Since, 4,70,394 = 4.70394 $\times$ 100000 = 4.70394 $\times$ 10⁵.

So, the number 4,70,394 in standard form is written as 4.70394 $\times$ 10⁵.

Hence, the correct alternative is option (a).

Question 22:

Choose the correct alternative in the following question:

The number 2.35 $\times$ 10⁴ in the usual form is written as

(a) 2.35 $\times$ 10³                            (b) 23500                            (c) 2350000                            (d) 235 $\times$ 10⁴

Answer 22:

Since, 2.35 $\times$ 10⁴ =  2.35 $\times$ 10000 = 23500

So, the number 2.35 $\times$ 10⁴ in the usual form is written as 23500.

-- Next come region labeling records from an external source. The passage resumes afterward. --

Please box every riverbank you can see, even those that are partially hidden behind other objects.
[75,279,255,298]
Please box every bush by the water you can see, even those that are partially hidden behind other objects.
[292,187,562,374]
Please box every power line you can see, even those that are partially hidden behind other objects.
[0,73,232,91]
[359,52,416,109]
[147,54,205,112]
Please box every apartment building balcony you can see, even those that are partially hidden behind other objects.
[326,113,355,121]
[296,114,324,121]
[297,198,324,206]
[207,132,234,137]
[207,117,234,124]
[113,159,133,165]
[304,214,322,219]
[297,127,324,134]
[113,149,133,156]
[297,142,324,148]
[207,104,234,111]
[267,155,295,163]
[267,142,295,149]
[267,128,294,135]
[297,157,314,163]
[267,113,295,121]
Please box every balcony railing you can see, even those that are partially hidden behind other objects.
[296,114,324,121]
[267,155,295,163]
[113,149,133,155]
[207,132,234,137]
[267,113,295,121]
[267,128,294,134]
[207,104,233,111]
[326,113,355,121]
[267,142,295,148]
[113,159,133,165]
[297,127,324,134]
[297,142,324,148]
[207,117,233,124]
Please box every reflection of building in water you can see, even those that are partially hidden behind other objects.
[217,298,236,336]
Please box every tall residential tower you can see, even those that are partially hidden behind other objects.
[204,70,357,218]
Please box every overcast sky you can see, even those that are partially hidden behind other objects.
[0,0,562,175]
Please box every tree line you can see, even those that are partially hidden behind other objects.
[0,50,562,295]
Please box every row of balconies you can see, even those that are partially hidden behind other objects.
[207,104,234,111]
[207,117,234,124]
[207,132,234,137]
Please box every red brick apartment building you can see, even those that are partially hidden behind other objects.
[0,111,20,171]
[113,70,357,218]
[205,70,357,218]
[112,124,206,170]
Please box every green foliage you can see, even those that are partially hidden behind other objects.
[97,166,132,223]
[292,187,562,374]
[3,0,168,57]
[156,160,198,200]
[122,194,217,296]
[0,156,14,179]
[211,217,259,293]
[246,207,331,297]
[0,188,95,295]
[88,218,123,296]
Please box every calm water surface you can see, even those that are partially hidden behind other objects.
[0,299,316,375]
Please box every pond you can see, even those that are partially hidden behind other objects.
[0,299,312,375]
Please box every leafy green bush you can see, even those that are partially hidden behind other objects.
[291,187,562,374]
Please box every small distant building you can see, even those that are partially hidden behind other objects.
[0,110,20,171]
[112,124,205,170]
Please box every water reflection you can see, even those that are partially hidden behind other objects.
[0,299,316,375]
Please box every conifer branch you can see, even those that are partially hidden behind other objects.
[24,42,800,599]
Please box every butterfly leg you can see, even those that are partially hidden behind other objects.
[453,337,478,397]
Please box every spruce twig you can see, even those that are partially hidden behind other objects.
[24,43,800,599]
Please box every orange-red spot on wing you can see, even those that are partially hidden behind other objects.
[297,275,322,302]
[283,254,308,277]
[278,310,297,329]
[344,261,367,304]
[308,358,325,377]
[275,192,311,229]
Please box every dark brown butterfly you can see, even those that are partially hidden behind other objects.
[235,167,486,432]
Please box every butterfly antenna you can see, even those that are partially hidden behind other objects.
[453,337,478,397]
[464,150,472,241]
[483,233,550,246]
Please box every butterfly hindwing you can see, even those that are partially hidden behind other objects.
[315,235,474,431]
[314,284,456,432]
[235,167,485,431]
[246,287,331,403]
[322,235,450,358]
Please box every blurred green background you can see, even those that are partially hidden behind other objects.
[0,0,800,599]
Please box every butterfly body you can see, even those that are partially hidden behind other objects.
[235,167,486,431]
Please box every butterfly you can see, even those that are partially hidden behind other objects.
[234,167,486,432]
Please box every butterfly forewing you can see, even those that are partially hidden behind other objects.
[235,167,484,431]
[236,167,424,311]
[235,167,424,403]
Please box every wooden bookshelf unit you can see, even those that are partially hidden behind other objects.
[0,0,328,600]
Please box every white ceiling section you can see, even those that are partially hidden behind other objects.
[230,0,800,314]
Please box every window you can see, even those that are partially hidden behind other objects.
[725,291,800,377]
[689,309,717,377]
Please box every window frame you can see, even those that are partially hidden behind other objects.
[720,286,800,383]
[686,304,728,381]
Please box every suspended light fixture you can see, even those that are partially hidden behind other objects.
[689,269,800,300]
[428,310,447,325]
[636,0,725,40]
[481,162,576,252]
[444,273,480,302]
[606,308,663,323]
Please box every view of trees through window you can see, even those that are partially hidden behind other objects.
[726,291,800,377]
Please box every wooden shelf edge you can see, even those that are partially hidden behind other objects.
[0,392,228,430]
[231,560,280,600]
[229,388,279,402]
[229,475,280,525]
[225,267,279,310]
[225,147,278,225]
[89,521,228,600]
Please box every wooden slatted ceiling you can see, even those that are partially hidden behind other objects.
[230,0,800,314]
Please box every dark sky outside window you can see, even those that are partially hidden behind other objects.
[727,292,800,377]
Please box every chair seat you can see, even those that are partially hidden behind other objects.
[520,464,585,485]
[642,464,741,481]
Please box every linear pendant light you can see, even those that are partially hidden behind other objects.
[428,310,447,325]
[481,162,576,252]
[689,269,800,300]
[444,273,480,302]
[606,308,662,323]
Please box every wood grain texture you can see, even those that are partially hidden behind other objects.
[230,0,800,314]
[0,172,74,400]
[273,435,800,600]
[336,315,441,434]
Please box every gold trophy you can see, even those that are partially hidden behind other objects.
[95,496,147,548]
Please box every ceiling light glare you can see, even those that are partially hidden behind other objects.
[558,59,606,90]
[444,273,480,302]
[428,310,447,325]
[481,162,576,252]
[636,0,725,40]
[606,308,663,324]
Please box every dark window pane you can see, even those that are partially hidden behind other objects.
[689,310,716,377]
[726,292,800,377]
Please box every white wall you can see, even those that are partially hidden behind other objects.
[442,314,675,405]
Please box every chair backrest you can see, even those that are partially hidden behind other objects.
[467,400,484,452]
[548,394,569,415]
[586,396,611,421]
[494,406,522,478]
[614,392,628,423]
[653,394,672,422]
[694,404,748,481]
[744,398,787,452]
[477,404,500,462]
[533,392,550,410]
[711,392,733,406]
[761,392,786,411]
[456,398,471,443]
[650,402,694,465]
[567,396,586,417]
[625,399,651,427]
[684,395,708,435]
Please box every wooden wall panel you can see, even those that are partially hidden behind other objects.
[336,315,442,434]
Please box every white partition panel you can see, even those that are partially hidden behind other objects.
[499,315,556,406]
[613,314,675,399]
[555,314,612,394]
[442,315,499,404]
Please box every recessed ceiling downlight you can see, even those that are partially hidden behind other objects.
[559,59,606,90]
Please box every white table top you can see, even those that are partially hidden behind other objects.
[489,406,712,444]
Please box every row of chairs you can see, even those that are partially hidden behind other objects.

Hence, the correct alternative is option (b).

Question 23:

Choose the correct alternative in the following question:

$$\begin{gathered} \mathrm{If} 3^x=6561, \mathrm{then} 3^{x-3}= \\ \left(\mathrm{a}\right) 81 \left(\mathrm{b}\right) 243 \left(\mathrm{c}\right) 729 \left(\mathrm{d}\right) 27 \end{gathered}$$

Answer 23:

$$\begin{gathered} \mathrm{As}, 3^x=6561 \\ \Rightarrow 3^x=3^8 \\ \mathrm{Comparing} \mathrm{the} \mathrm{exponent} \mathrm{of} \mathrm{both} \mathrm{the} \mathrm{sides}, \mathrm{we} \mathrm{get} \\ x=8 \\ \mathrm{Now}, 3^{x-3}=3^{8-3}=3^5=243 \end{gathered}$$

Hence, the correct alternative is option (b).

Question 24:

Choose the correct alternative in the following question:

$$\begin{gathered} \mathrm{If} 2^n=1024, \mathrm{then} 2^{\left(\frac{n}{2}+2\right)}= \\ \left(\mathrm{a}\right) 64 \left(\mathrm{b}\right) 128 \left(\mathrm{c}\right) 256 \left(\mathrm{d}\right) 512 \end{gathered}$$

Answer 24:

$$\begin{gathered} \mathrm{As}, 2^n=1024 \\ \Rightarrow 2^n=2^{10} \\ \mathrm{Comparing} \mathrm{the} \mathrm{exponent} \mathrm{of} \mathrm{both} \mathrm{the} \mathrm{sides}, \mathrm{we} \mathrm{get} \\ n=10 \\ \mathrm{Now}, \\ {2}^{\left(\frac{n}{2}+2\right)} \\ =2^{\left(\frac{10}{2}+2\right)} \\ =2^{\left(5+2\right)} \\ =2^7 \\ =128 \end{gathered}$$

Hence, the correct alternative is option (b).

Question 25:

Choose the correct alternative in the following question:

$$\begin{gathered} {\left(8^4+8^2\right)}^{\frac{1}{2}}= \\ \left(\mathrm{a}\right) 84 \left(\mathrm{b}\right) 8\sqrt{77} \left(\mathrm{c}\right) 72 \left(\mathrm{d}\right) 8\sqrt{65} \end{gathered}$$

Answer 25:

Since,

$$\begin{gathered} {\left(8^4+8^2\right)}^{\frac{1}{2}} \\ ={\left(8^{2+2}+8^2\right)}^{\frac{1}{2}} \\ ={\left(8^2\times 8^2+8^2\right)}^{\frac{1}{2}} \left(\mathrm{As}, x^{m+n}=x^m\times x^n\right) \\ ={\left[8^2\times \left(8^2+1\right)\right]}^{\frac{1}{2}} \left[\mathrm{As}, ab+ac=a\times \left(b+c\right)\right] \\ ={\left(8^2\right)}^{\frac{1}{2}}\times {\left(8^2+1\right)}^{\frac{1}{2}} \left[\mathrm{As}, {\left(ab\right)}^m=a^m\times b^m\right] \\ =8^{2\times \frac{1}{2}}\times {\left(64+1\right)}^{\frac{1}{2}} \\ =8\times {65}^{\frac{1}{2}} \\ =8\sqrt{65} \end{gathered}$$

Hence, the correct alternative is option (d).